Four Tips for Handling Change
Following are four tips that have helped me deal with change. You may want to consider using some of them the next time you are faced with a “change moment.”
1) Don’t wait for all the details. Good leaders want lots of details before they make a decision. That’s great…up to a point. Despite one’s best efforts, in most situations it’s impossible to get all the details in an appropriate amount of time. Good leadership is the art of balancing the need for information with the available time…and moving forward. Yes, sometimes mistakes are made. But the paralysis of analysis is often more harmful.
2) Don’t fall for the, “I’m in control,” lie. Leaders often resist change because they don’t want to lose control. But this behavior provides a false sense of security. You actually are not in control to start with. Change simply reminds us of this fact.
3) Give yourself (and your team) time to adjust. Change rarely feels good at first. Think back to the last time your smartphone asked you to update your operating system. If you are like me, you probably put it off as long aspossible. Then, when you finally did hit the “update” button…didn’t you hate it for the first week or so? Nothing worked like it did before. It seemed clumsy. But gradually, didn’t you grow to like the new system better than the earlier version?
When change happens, be prepared not to like it at first.
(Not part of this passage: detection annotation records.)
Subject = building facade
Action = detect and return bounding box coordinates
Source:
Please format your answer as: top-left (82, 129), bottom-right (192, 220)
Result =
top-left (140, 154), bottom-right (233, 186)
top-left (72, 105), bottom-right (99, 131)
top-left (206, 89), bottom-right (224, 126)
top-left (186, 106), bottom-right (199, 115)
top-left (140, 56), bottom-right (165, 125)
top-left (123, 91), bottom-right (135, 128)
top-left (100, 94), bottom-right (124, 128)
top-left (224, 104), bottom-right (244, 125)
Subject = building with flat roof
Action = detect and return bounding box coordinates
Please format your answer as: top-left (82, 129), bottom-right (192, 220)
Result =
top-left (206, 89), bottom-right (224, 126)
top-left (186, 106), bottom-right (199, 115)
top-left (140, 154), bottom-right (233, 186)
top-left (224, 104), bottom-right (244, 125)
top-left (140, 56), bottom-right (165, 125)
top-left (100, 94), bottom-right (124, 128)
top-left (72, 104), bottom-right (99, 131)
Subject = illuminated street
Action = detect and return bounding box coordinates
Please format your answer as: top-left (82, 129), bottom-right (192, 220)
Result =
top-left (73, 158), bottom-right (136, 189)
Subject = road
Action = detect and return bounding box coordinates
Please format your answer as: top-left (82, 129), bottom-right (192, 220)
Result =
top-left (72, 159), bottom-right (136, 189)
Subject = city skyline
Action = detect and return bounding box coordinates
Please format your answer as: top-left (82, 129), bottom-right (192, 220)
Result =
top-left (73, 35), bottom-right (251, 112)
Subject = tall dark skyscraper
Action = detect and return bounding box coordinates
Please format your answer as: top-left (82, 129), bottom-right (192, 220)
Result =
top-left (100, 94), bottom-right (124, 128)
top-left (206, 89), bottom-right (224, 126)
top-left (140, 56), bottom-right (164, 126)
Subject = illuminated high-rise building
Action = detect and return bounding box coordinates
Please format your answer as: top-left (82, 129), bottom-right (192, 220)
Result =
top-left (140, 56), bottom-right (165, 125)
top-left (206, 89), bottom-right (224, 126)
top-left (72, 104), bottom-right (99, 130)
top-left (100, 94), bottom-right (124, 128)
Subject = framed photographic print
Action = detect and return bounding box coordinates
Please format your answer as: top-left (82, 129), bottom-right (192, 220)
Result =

Allow your
people not to like it. But give it time. Look for the benefits of the new approach. Speak to others about those benefits. Gradually, you’re likely to embrace the new…and leave the old permanently behind.
4) Celebrate change. As you experience the benefits of various moments of change…make a list of those changes and how they improved the future. Then, when a new change hits, refer to your list of previous successful and beneficial changes.
Learning to embrace change is one of the most freeing, invigorating skills we can develop. I still remember the advice that dear friend and business associate Porter Stark gave me at a crossroads moment in my life. I was thinking about selling a company I had owned for many years. Frankly, too much of my self-identity andego were tied up in this business.
“Besides,” I wondered, “what would I do without the company?”
Porter’s simple comment was, “Steve, there comes a time when every plant needs to be repotted in new soil.”